Other unikernels using this approach are available too. If you’re curious, check out this tutorial on creating a unikernel in OCaml.
Deployment
ptt also tackles the deployment question. We have an article presenting the “stateless” aspect of ptt. We’d also like to (re)introduce Albatross, our secure unikernel orchestrator, and Mollymawk, a web interface for deploying unikernels (which is itself a unikernel).
More broadly, this is what our cooperative is working towards: we really want to improve the user experience, whether you’re a developer or a deployer. We believe that actually developing, deploying, and using our unikernels is the only way to get them adopted more widely. So make sure to follow us on these projects too!
Usage
Along the way, we found it really helpful to have a tool that lets you track every stage of an email’s lifecycle. That’s how blaze came about: a Swiss Army knife for handling emails.
It’s still experimental, but it already lets you:
- use our archive system (generate, read, index, etc.)
- handle other archives such as
mboxormaildir - communicate via the POP3 protocol
- sign and verify emails (DKIM and ARC)
- build emails from the command line
- send emails
- run a small local SMTP server
blaze is how we iterate on our library APIs and validate implementations. It’s experimental, but it’s gradually turning into a full email client.
Archiving & Indexing
We’d also like to present the stem project, which extracts word roots from a document (such as an email) and tokenises them to get something analysable without the complexity of natural language. This tokenisation is what powers our small bm25 search engine. You can see results here.

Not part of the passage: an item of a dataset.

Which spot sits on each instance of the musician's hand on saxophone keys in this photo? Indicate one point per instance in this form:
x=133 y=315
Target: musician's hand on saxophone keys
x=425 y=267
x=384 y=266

This is also what drives our caml-list search engine, available as a unikernel: blame, which you can try at https://caml-list.robur.coop (powered by vif).
Beyond search, there’s also email indexing via Message-IDs. For that we built bancos: a persistent radix tree in OCaml that supports parallel access! More details here.
Finally, our indexing system uses the PACKv2 format (the same one Git uses to store objects), implemented by the carton library. It has proven its stability through the ocaml-git project, so we decided to reuse it for archiving emails (much like public-inbox did, though in a different form).
Conclusion
Thanks to all this work, OCaml now has a solid set of email-related projects. This journey started back in 2016 and there’s still a long way to go, as we always aim to offer robu(r)st, battle-tested solutions. Unlike some implementations in other languages (though we are in discussion with folks in the Rust community), ours actually adhere to the standards!
It may not seem like a big deal, and you won’t see any major difference when just exchanging emails, but we believe this approach paves the way for a better internet. In the form of unikernels, it represents a genuine reclaiming of the means of communication!